The Green in Green
The Global Real Estate Sustainability Benchmark (GRESB), an industry-driven organization that measures the sustainability performance of real estate portfolios, released its 2015 data and industry report, based on an assessment of 707 property companies and private equity real estate funds, representing 61,000 assets and US$2.3 trillion in asset value. Among its findings, the report documented a three per cent reduction in greenhouse emissions in 2014, a 50 per cent increase in on-site renewable energy generation, and a 19 per cent improvement in overall ESG performance. The GRESB believes that the global property industry is at the heart of critical global issues that include resource constraints, climate change, and urbanization, but that the industry is also positioned to design and operate buildings more sustainably such that they can provide solutions to these challenging issues, while also creating value for real estate investors and shareholders.
The 2015 Report provides new data showing that the global real estate sector is increasingly integrating environmental, social and governance considerations into corporate policies and business strategy. Critically, the data also shows that policy and strategy are backed by actual implementation of energy and water efficiency programs, and demonstrable improvements in sustainability performance.
- More property companies and funds report on sustainability: 707 companies and funds, representing US$2.3 trillion and 61,000 assets;
- Better environmental performance: on average, the sector achieved a 3.04 per cent reduction in GHG emissions, 2.87 per cent reduction in energy consumption, and a 1.65 per cent reduction in water use;
- Growth in renewables: on-site renewable energy generation of 445GWh, an increase from 296GWh in 2014
North American REITs and private equity funds slightly trailed the global market, with an average sustainability score of 44 compared to the global GRESB average of 46. With North America facing a long-term challenge in preparing for changing climate conditions, there is an acute need to understand and manage climate-related risks to individual properties and entire portfolios. The 2015 GRESB results indicate that the North American companies and funds are taking action to address climate risk and resilience. 88 per cent of participants reported having sustainability policies and a growing fraction of these policies include specific provisions addressing climate risk (36 per cent) and resilience (26 per cent). Severe and prolonged drought across western North America has also brought attention to the importance of water conservation and sustainable water supply management. 86 per cent of North American property companies and funds implemented water efficiency improvements for standing investments within the last four years. “The 2015 GRESB Report and data show that the global property industry is taking sustainability issues seriously, making them a core part of business strategies,” says Chris Pyke, COO of GRESB. “In North America, this is reflected in portfolio-wide efforts to save energy, conserve water, and enhance resilience. The recent gains across the commercial real estate sector are impressive, yet in absolute terms, the sector’s environmental impact remains significant and more work remains to be done.”

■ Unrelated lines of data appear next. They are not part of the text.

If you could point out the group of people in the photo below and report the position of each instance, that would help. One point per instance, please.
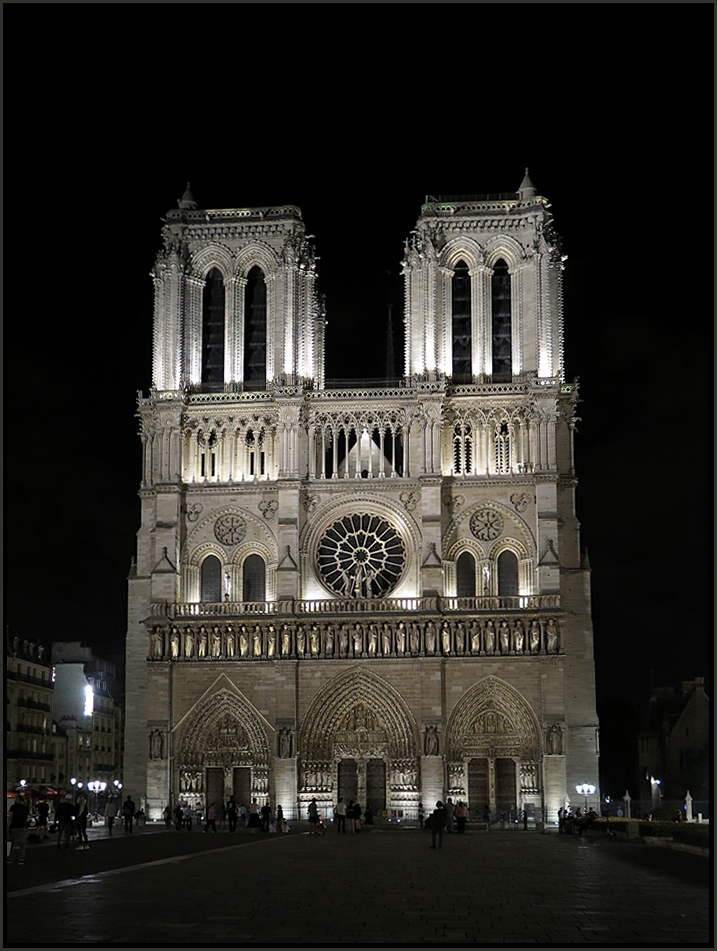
(235, 814)
(578, 821)
(70, 821)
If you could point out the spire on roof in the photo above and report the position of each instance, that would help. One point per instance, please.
(527, 188)
(187, 201)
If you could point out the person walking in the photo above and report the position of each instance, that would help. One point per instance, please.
(128, 811)
(232, 814)
(438, 824)
(211, 818)
(110, 814)
(64, 818)
(313, 811)
(81, 823)
(43, 811)
(341, 815)
(449, 814)
(17, 829)
(254, 820)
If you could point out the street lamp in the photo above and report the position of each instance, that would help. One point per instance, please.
(586, 789)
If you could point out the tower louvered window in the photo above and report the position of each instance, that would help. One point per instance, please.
(462, 449)
(462, 324)
(255, 330)
(213, 330)
(502, 448)
(501, 330)
(507, 574)
(211, 579)
(466, 572)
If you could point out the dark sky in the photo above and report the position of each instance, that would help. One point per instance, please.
(100, 140)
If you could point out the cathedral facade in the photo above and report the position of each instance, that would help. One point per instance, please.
(375, 593)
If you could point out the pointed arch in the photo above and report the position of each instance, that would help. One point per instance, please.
(222, 729)
(333, 703)
(493, 719)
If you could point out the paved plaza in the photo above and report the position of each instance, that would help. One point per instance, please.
(382, 887)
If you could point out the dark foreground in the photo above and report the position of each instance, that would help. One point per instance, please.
(377, 888)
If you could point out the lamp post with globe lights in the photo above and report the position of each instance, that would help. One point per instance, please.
(586, 789)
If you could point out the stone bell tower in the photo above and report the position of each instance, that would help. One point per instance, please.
(374, 593)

Green office buildings deliver higher income and value
One underlying message of the GRESB Report is not only that the global property industry is taking note of sustainability issues, but that improved property performance is strongly correlated to green building certification, a fact vividly illustrated in a new study of Bentall Kennedy’s North American office portfolio, conducted by Dr. Nils Kok of Maastricht University in The Netherlands (who is also a board member of GRESB) and Dr. Avis Devine of the University of Guelph in Ontario.
The research, which was published in the September 2015 issue of the Journal of Portfolio Management, analyzes 10 years of financial performance data across a Bentall Kennedy-managed office portfolio totaling 58 million square feet, (34 million square feet in the U.S., 24 million square feet in Canada). By examining a large North American portfolio with consistent data across multiple market cycles, the results provide compelling evidence that buildings with sustainable certification outperform similar non-green buildings in terms of rental rates, occupancy levels, tenant satisfaction scores, and the probability of lease renewals.

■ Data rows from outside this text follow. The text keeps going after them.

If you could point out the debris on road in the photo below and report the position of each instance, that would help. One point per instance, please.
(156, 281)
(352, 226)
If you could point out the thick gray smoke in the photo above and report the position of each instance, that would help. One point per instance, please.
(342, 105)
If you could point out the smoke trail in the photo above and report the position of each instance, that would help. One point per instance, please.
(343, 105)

The study of nearly 300 office properties across North America included lease-level data such as rents, rent concessions and lease renewal rates, as well as building-level information such as occupancy rates, tenant satisfaction scores, energy and water consumption, and green building certifications.

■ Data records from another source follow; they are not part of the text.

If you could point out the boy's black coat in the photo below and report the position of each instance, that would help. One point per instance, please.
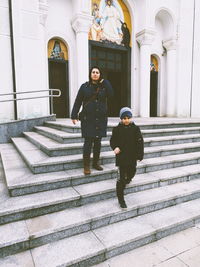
(130, 141)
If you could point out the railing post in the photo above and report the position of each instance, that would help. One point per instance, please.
(51, 103)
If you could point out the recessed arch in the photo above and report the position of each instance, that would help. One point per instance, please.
(164, 23)
(58, 71)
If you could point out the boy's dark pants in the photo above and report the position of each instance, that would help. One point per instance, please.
(126, 173)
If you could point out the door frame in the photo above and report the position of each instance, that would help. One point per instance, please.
(127, 54)
(67, 82)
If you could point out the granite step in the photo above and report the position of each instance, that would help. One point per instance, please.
(21, 181)
(53, 227)
(67, 126)
(17, 208)
(61, 137)
(65, 137)
(39, 162)
(97, 245)
(53, 148)
(171, 140)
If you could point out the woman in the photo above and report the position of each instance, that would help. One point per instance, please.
(92, 96)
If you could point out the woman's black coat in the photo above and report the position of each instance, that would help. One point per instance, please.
(94, 106)
(130, 142)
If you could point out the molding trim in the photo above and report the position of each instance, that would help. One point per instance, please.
(145, 37)
(43, 11)
(81, 23)
(170, 44)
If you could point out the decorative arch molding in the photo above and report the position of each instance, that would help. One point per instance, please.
(168, 21)
(156, 56)
(71, 54)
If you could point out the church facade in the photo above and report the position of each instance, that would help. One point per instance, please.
(147, 49)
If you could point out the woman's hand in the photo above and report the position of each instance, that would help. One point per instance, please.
(74, 121)
(117, 150)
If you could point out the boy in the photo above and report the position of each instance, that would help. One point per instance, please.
(128, 145)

Highlights of the findings include:
- Net effective rents, including the cost of tenant incentives, average 3.7 per cent higher in LEED-certified properties in the U.S. than in similar non-certified buildings;
- Rent concessions, for LEED and BOMA BEST buildings in Canada are on average four per cent lower than in similar non-certified buildings;
- Occupancy rates during the period were 18.7 per cent higher in Canadian buildings having both LEED and BOMA BEST certification, and 9.5 per cent higher in U.S. buildings with ENERGY STAR certification, than in buildings without certifications;
- Tenant renewal rates were 5.6 per cent higher in Canadian buildings with BOMA BEST Level 3 certification than in buildings with no BOMA BEST certification;
- Tenant satisfaction scores were 7 per cent higher in Canadian buildings with BOMA BEST level 3 and 4 certification than in non-certified buildings;
- Energy consumption per square foot was 14 per cent lower in U.S. LEED certified properties than in buildings without certification.